A survey from the Alternative Investment Management Association (AIMA)and S3 Partners, a data, analytics and services firm, finds that Basel III reforms have fundamentally changed how asset managers are connected to the financial system, with hedge funds challenged to understand expense, usage and access to the financing power grid.
Jack Inglis, CEO of AIMA, says: “There is no doubt that the Basel III banking standards are having a significant impact on hedge funds and other alternative asset managers. Financing costs are rising and the fund manager / prime broker relationship is changing fundamentally. It is our hope that this timely and important report will provide clarity and direction to those who have felt the impact of the recent regulations, and to give context to issues that are being felt across the industry.”
Bob Sloan, CEO of S3 Partners, says: “New bank capital regulations are creating downstream financing challenges and opportunities for asset managers and
hedge funds. The survey clearly shows how plugging into the financial power grid is getting more expensive.”

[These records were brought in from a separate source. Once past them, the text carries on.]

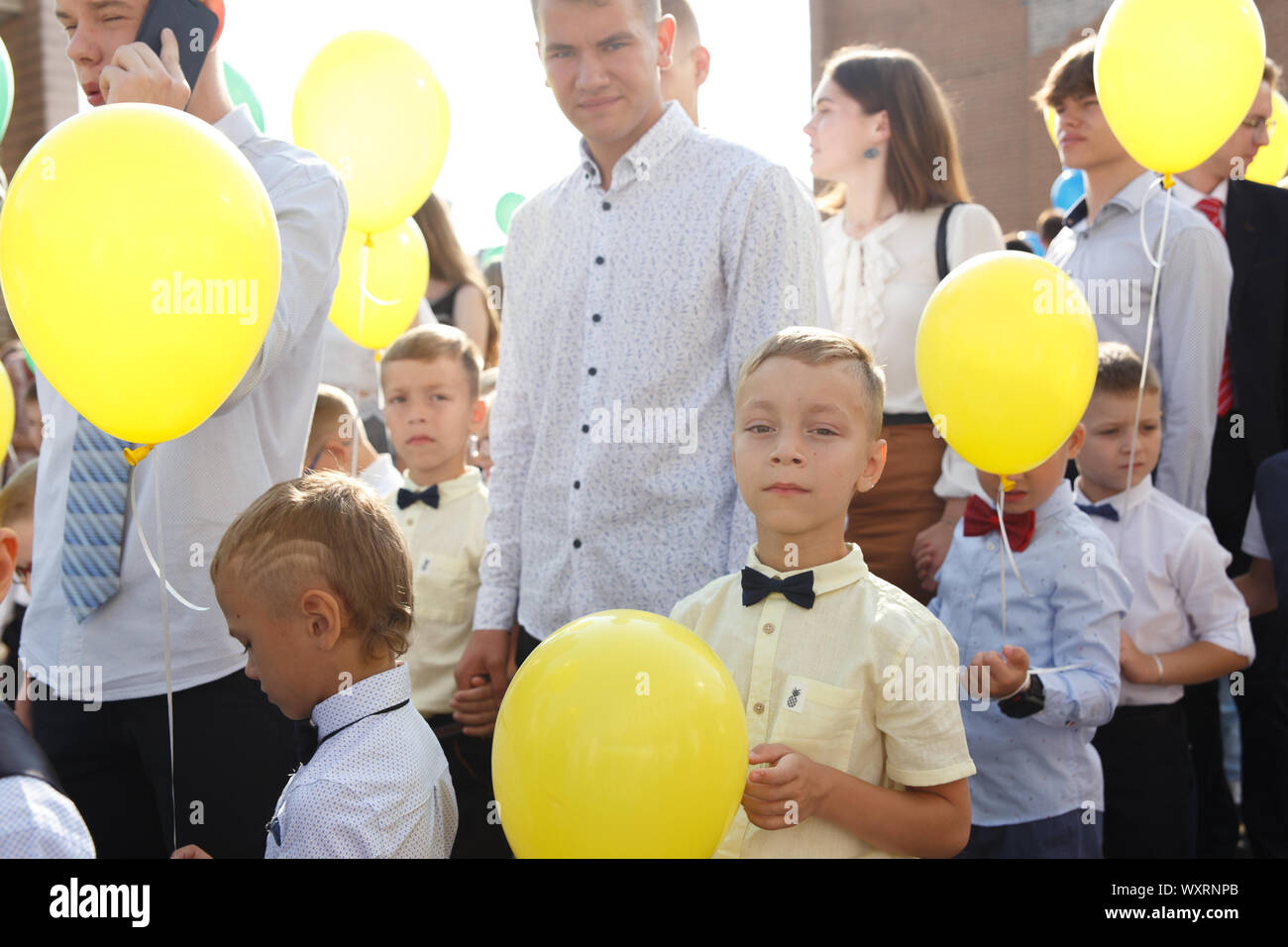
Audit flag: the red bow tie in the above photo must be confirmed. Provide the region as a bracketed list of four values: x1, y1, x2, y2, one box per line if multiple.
[962, 496, 1037, 553]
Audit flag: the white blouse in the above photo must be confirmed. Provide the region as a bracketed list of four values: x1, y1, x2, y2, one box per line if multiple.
[823, 204, 1006, 497]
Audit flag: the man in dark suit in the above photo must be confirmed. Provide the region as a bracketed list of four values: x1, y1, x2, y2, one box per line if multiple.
[1175, 59, 1288, 857]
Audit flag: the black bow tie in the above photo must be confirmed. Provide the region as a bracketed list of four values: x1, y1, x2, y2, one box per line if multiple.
[1078, 502, 1118, 523]
[398, 483, 438, 510]
[742, 566, 814, 608]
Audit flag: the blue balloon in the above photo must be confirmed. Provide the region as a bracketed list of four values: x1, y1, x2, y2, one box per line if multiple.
[1051, 167, 1087, 214]
[1018, 231, 1046, 257]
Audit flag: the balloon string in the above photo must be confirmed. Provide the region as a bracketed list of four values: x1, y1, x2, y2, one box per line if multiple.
[151, 443, 179, 852]
[1124, 175, 1172, 492]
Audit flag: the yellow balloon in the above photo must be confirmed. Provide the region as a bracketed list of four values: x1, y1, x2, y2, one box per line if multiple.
[1094, 0, 1266, 174]
[0, 103, 282, 443]
[1244, 91, 1288, 184]
[330, 218, 429, 349]
[492, 611, 747, 858]
[917, 250, 1098, 474]
[291, 30, 448, 233]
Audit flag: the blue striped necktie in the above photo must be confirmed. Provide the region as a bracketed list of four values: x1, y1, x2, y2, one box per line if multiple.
[63, 417, 130, 622]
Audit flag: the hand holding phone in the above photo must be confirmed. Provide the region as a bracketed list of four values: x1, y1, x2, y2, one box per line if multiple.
[98, 29, 192, 110]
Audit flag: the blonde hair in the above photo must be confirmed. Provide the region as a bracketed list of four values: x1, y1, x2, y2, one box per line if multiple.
[380, 323, 483, 398]
[311, 382, 366, 459]
[1092, 342, 1163, 394]
[734, 326, 885, 438]
[818, 46, 970, 217]
[210, 471, 412, 659]
[0, 458, 40, 526]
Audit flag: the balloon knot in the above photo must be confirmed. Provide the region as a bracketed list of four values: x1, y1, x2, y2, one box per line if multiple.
[121, 445, 156, 467]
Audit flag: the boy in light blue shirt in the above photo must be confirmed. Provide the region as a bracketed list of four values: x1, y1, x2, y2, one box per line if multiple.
[930, 424, 1130, 858]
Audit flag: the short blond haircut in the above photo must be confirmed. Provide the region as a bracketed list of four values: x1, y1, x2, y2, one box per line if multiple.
[312, 384, 366, 459]
[210, 471, 412, 659]
[380, 323, 483, 398]
[1092, 342, 1163, 395]
[0, 458, 40, 526]
[734, 326, 885, 438]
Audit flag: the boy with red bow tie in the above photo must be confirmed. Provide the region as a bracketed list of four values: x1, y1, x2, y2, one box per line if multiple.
[671, 326, 975, 858]
[930, 414, 1130, 858]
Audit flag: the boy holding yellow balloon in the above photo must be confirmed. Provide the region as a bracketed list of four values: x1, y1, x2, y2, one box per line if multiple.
[671, 327, 975, 858]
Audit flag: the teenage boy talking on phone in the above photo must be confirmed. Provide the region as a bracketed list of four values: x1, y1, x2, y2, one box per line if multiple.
[21, 0, 348, 858]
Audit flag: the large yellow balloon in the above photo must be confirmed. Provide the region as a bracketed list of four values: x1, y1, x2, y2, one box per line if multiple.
[331, 218, 429, 349]
[917, 250, 1098, 474]
[1244, 91, 1288, 184]
[0, 104, 282, 443]
[492, 611, 747, 858]
[1094, 0, 1266, 174]
[291, 30, 448, 233]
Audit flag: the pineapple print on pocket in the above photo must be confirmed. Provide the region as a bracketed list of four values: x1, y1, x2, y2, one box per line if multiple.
[769, 676, 864, 770]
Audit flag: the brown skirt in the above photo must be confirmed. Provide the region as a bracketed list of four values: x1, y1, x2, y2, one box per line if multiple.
[845, 424, 944, 604]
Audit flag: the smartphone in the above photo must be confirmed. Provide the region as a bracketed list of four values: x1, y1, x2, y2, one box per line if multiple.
[134, 0, 219, 89]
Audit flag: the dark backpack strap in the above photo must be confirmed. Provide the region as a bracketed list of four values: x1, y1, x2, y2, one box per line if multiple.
[935, 201, 961, 279]
[0, 701, 63, 792]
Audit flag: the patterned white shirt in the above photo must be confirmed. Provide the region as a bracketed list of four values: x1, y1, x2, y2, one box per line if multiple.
[265, 664, 456, 858]
[20, 106, 348, 701]
[474, 102, 831, 639]
[0, 776, 94, 858]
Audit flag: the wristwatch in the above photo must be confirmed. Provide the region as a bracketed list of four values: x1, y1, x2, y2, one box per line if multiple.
[997, 674, 1046, 719]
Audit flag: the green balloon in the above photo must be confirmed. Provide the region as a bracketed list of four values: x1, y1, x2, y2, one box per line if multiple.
[224, 63, 265, 132]
[496, 191, 528, 235]
[0, 40, 13, 145]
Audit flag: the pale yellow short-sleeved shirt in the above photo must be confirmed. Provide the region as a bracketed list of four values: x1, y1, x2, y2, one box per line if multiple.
[385, 467, 486, 715]
[671, 543, 975, 858]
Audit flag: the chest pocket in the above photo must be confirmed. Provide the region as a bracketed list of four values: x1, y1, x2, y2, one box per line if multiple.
[412, 553, 480, 625]
[769, 676, 867, 771]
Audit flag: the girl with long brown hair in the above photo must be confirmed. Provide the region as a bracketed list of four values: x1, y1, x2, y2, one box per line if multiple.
[805, 47, 1004, 601]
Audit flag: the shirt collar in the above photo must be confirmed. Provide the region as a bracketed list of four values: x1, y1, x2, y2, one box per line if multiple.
[579, 99, 693, 189]
[403, 467, 483, 504]
[1073, 476, 1154, 519]
[313, 661, 411, 740]
[747, 543, 868, 595]
[215, 104, 261, 149]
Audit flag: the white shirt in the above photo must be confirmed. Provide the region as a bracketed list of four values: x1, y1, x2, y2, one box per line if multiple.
[265, 664, 456, 858]
[474, 102, 831, 639]
[358, 454, 402, 496]
[20, 106, 348, 701]
[385, 467, 488, 715]
[0, 776, 94, 858]
[1074, 476, 1256, 706]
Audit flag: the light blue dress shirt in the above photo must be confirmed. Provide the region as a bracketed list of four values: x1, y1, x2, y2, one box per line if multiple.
[474, 102, 831, 639]
[930, 480, 1132, 826]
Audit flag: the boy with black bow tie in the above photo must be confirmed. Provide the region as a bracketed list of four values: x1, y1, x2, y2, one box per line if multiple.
[671, 327, 975, 858]
[174, 472, 456, 858]
[380, 323, 514, 858]
[1074, 343, 1254, 858]
[928, 393, 1130, 858]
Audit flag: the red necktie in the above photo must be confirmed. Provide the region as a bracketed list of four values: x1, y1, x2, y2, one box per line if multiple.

“Managers of all shapes, sizes and strategies now seek to answer the question: How can we maintain access to the grid, while optimising for the right amount of efficiency? As the survey results show, access to unbiased data, comprehensive Return on Assets/Return on Equity analytics, and a common language are critically important towards determining fairness – as rates, margin,spreads and contracts will be a key determinant for an asset managers’ success.”
The survey of fund managers worldwide found that financing costs have risen for 50 per cent of firms, with an even split between those who quantify the level of cost increase as being greater than 10 per cent and below 10 per cent.
Some 75 per cent of firms expect further cost increases over the next two years and the impact is consistent regardless of a fund manager’s size, investment strategy or location.
Fund managers responding to the survey said they are having to rethink their prime brokerage relationships due to Basel III. Some 75 per cent have been asked to change how they do business with their prime brokers, while more than 67 per cent have had to cut the amount of cash they keep on their brokers’ balance sheets.
Importantly, the survey found that most alternative asset managers over the last two years have either maintained or increased the number of prime brokers they use, with the average number of financing relationships found to be four.
“Only 20 per cent of fund managers have a clear understanding of how their prime brokers calculate their worth in terms of the revenue they provide relative to balance sheet impact, known as “return on assets” or RoA. Fewer still have the data necessary to calculate this themselves,” according to the survey.
The survey believes that hedge fund managers can put themselves in a stronger position to deal with the changing nature of the prime brokerage relationships.
The survey recommends that to maintain access to the “grid” of financing, manage their overall cost of doing business, and optimise the mutual value of their prime brokerage and counterparty relationships within the new regulatory landscape, hedge funds and other investment managers must increasingly make sure they have the right data, including unbiased data sources; Use a different set of analytic tools and calculation; Make sure that they and their financing counterparties are speaking a common language to promote beneficial financing relationships and effective collateral management activities.